The columns added by the “Populate basemaps” operation (current_type, current_id, parent_type, parent_id) are ready to use with in the hierarchy property:

query: [...]
geofeatures:
  query:
    "properties.basemap": "world"
  join:
    on:
      features: "current_id"
      data: "entity_name"
    how: "features"
hierarchy:
  parent: ["parent_type", "parent_id"]
  id: ["current_type", "current_id"]

Hierarchical dataset of world continents, subregions and countries Drilled view on western europe

Lazy

When having a lot of rows and levels, fetching everything at once can be costly and slow. That’s why it’s possible to load only the top drill level, then the subsequent ones only when required. See the docs about laziness in hierarchical datasets.

How to also lazy load our geographical zones the ame way we do with the data rows?

By default, when the lazy mode is activated, the hierarchy root, id and parent columns also applies to geofeatures.

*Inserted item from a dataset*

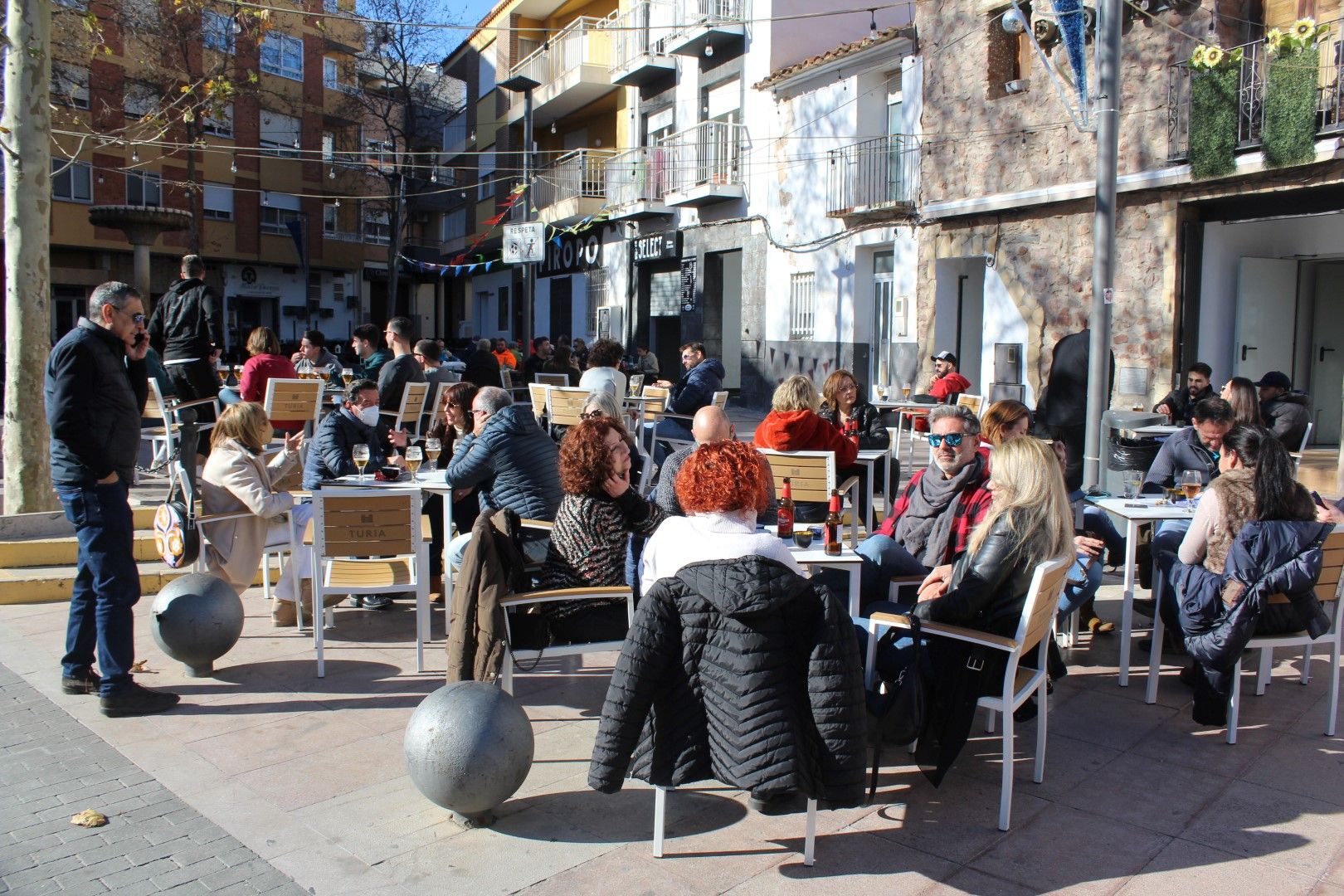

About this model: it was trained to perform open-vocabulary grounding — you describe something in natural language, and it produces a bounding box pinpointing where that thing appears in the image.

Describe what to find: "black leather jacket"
[148,278,225,363]
[914,517,1036,638]
[817,401,891,449]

For this to work, geofeatures must have the same column in their properties.

With common hierarchy columns

Here is a very simple example of data and geofeatures that shares the same hierarchy columns (location and parent_location):

parent_location location value
  France 65000000
France Île-de-France 12000000
Île-de-France Paris 3000000
[
  {
    "properties": {
      "basemap": "france_zones",
      "location": "France"
    },
    "geometry": [...]
  },
  {
    "properties": {
      "basemap": "france_zones",
      "parent_location": "France",
      "location": "Île-de-France"
    },
    "geometry": [...]
  },
  {
    "properties": {
      "basemap": "france_zones",
      "parent_location": "Île-de-France",
      "location": "Paris"
    },
    "geometry": [...]
  }
]

In this case, the hierarchy configuration apply to both data and geofeatures:

query:
  domain: "france_data"

geofeatures:
  query:
    "properties.basemap": "france_zones"
  join:
    on:
      data: "location"
      features: "location"

hierarchy:
  id: ["location"]
  parent: ["parent_location"]

lazy: true

With different hierarchy columns

When data and features have different columns names representing the hierarchy, it’s possible to make them correspond by having one hierarchy property for the data and one for the geofeatures (with the same nomenclature as the usual hierarchy parameter (id, parent and root)).

Here is a simple example:

parent_location location value
  France 65000000
France Île-de-France 12000000
Île-de-France Paris 3000000
[
  {
    "properties": {
      "basemap": "france_zones",
      "zone_id": "France"
    },
    "geometry": [...]
  },
  {
    "properties": {
      "basemap": "france_zones",
      "parent_zone_id": "France",
      "zone_id": "Île-de-France"
    },
    "geometry": [...]
  },
  {
    "properties": {
      "basemap": "france_zones",
      "parent_zone_id": "Île-de-France",
      "zone_id": "Paris"
    },
    "geometry": [...]
  }
]

In this case, the hierarchy configuration must be different for data and geofeatures:

query:
  domain: "france_data"

hierarchy:
  id: ["location"]
  parent: ["parent_location"]

geofeatures:
  query:
    "properties.basemap": "france_zones"
  join:
    on:
      data: "zone_id"
      features: "location"
  hierarchy:
    id: ["zone_id"]
    parent: ["parent_zone_id"]

lazy: true

Use it in charts!

The mapchart will now display the zones associated to its zones dataset, without any extra configuration.

See some examples on the mapchart docs.